Server s1a.time.edu.cn prefer
Server s1b.time.edu.cn
Server s1c.time.edu.cn
Restrict 172.16.1.0 mask 255.255.255.0 nomodify <=== allow access to lan sources
Start ntp
# Service ntpd restart <=== start the ntp service
Client synchronization time (work02, work03 ):
Ntpdate work01
Note: It takes about five minutes to start the NTP service. If the client synchronization time is set before the service is started, the error "no server suitable for synchronization found" appears"
Scheduled synchronization time:
Configure crontab scheduled synchronization time on work02 and work03
Crontab-e
00 12 * root/usr/sbin/ntpdate 192.168.56.121>/root/ntpdate. log 2> & 1
Question 2.2
Description:
Clock Offset
Ensure that the host's hostname is configured properly. ensure that port 7182 is accessible on the Cloudera Manager Server (check firewall rules ). ensure that ports 9000 and 9001 are free on the host being added. check agent logs in/var/log/cloudera-scm-agent/on the host being added (some of the logs can be found in the installation details ).
Problem locating:
Run 'ntpdc-c loopinfo' on the corresponding host (work02, work03'
[Root @ work03 work] # ntpdc-c loopinfo
Ntpdc: read: Connection refused
Solution:
Enable the ntp service:
Start the ntp service on all three machines
Chkconfig ntpd on
Question 3 heartbeat:
Error message:
Installation failed. Failed to receive heartbeat from agent.

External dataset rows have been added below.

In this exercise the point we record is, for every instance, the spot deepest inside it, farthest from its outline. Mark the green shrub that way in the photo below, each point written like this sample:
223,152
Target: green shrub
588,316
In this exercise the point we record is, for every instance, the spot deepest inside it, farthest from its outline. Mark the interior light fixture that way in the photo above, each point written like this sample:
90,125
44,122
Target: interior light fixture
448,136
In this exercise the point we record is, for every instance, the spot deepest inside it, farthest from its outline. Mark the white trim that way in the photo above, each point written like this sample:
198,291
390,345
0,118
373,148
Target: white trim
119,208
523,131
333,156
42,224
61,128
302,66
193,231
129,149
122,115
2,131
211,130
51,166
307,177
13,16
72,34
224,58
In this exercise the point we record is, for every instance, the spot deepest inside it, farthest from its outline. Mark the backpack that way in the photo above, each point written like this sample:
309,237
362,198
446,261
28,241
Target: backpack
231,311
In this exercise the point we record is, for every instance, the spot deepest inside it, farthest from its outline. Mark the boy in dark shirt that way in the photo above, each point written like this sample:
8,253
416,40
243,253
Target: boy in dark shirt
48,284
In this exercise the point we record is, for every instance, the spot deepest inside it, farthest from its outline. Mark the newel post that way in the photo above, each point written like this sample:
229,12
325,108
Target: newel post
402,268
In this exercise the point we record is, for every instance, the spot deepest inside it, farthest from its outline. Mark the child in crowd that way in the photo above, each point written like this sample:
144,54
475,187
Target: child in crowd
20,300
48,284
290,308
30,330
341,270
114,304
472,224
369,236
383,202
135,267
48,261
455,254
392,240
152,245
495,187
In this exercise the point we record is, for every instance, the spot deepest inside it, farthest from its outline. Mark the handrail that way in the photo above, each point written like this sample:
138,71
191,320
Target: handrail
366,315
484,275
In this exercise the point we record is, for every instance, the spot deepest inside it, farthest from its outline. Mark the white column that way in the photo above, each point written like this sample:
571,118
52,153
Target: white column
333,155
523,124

Solution: Disable the Firewall
Question 4 Unknow Health:
Unknow Health
After restart: Request to
Host MonitorFailed.
Service -- status-all | grep clo
Check the status of scm-agent on the machine: cloudera-scm-agent dead but pid file exists
Solution: restart the service.
Service cloudera-scm-agent restart
Service cloudera-scm-server restart
Question 5: canonial name hostname consistent:
Bad Health
The hostname and canonical name for this host are not consistent when checked from a Java process.
Canonical name:
4092 Monitor-HostMonitor throttling_logger WARNING (29 skipped) hostname work02 differs from the canonical name work02.xinzhitang.com
Solution: Modify the hosts so that the FQDN and hostname are the same.
Ps: The Host Name and host alias must be the same.
/Etc/hosts
192.168.1.185 work01 work01
192.168.1.141 work02 work02
192.168.1.198 work03 work03
Question 6 Concerning Health:
Concerning Health Issue
-- Network Interface Speed --
Description: The host has 2 network interface (s) that appear to be operating at less than full speed. Warning threshold: any.
Details:
This is a host health test that checks for network interfaces that appear to be operating at less than full speed.
A failure of this health test may indicate that network interface (s) may be configured incorrectly and may be causing performance problems. use the ethtool command to check and configure the host's network interfaces to use the fastest available link speed and duplex mode.
Solution:
This test modified the Cloudera Manager configuration, which is not a real solution.